Daily Death Toll Rising
At least 230 Palestinians have been recorded killed over the past 72 hours, including 65 children – the highest 3-day death toll since the conflict escalated on May 10th. With hospitals overwhelmed, the actual current mortality numbers are likely significantly higher.
Morgues and cemeteries alike are also exceeding capacity. Gaza mayor Yahya Sarraj stated at a Wednesday press briefing that temporary mass graves are being prepared to accommodate the surging casualties.
Ongoing Israeli Strikes Deepen Crisis
Even as the scope of the medical emergency became apparent over the past days, the Israeli military has shown no signs of relenting its offensive.
Just early Thursday morning, Israeli naval artillery bombarded a busy fishing wharf, killing a reported 112 civilians and wounding 156 others. Later in the afternoon, airstrikes targeted the Nasser Children’s Hospital, Gaza’s sole pediatric facility, forcing the evacuation of its young intensive care patients.
On the diplomatic front, Cairo is renewing calls for an immediate ceasefire. However, with Prime Minister Netanyahu vowing to “continue striking Hamas with full force,” there remains dim hopes for de-escalation or humanitarian reprieve for Gaza’s civilians and health networks.
No End in Sight for Suffering
With much of Gaza’s essential infrastructure now destroyed – including water, electricity, roads and housing – aid groups warn that even if bombings were to stop tomorrow, the human crisis will continue deteriorating.
“This war has unleashed hell on earth for mothers, babies, and hospital patients in Gaza, who are now dying from bombs, disease, famine and hypothermia,” stated Karin Ekholm, Save the Children’s deputy country director in Gaza. She predicts that for much of Gaza’s population, “the worst suffering is still yet to come.”
Human rights groups accuse the Israeli government of violating international law by attacking clearly marked medical facilities and are calling for a UN investigation into possible war crimes.
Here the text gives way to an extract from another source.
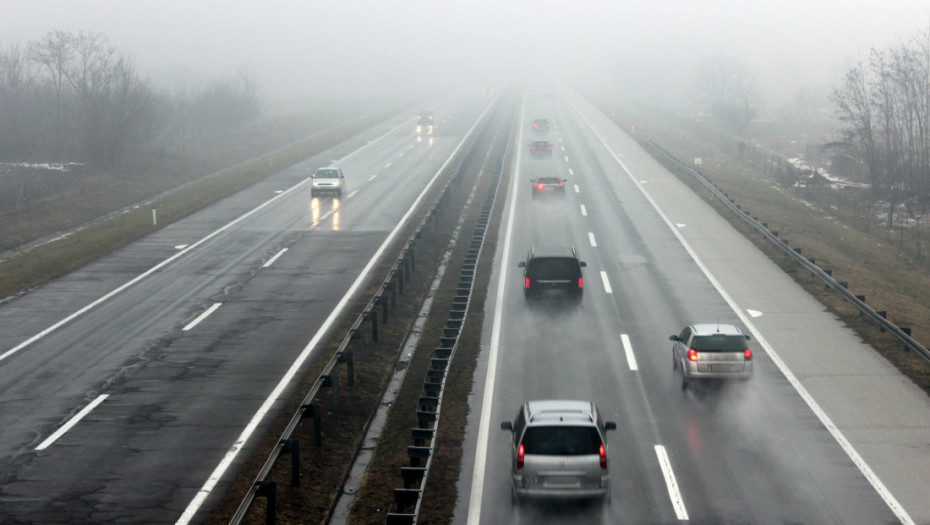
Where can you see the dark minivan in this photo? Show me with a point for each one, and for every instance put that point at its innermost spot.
(553, 272)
With Gaza’s health system gutted and population in tatters, the path to recovering from this devastation also remains unclear.
“The world cannot stand by mutely as Gaza collapses. Urgent humanitarian access and a permanent ceasefire are desperately needed,” urged UN Secretary General Helena Shanghai. “We must address not only the immediate crisis and carnage, but find political solutions so these cycles of violence do not repeat.”
Most analysts do not anticipate the current bloodshed deescalating quickly without significant international intervention. Neighboring Arab states remain reluctant to jeopardize relations with the US and Israel to come to Gazan’s defense or deliver meaningful humanitarian aid while under Israeli naval blockade and with main land crossings closed.
With over 90% of Gazans lacking clean drinking water, sewage systems destroyed, and winter approaching, disease outbreaks and exposure deaths are also imminent dangers in coming weeks.
“This is set to be the worst man-made public health disaster Gaza has witnessed,” warned WHO’s Rockenschaub gravely. “And the nightmare won’t end when the bombs stop falling or the headlines change. Recovery for Gazans from this annihilation of infrastructure and society will take months, if not years.”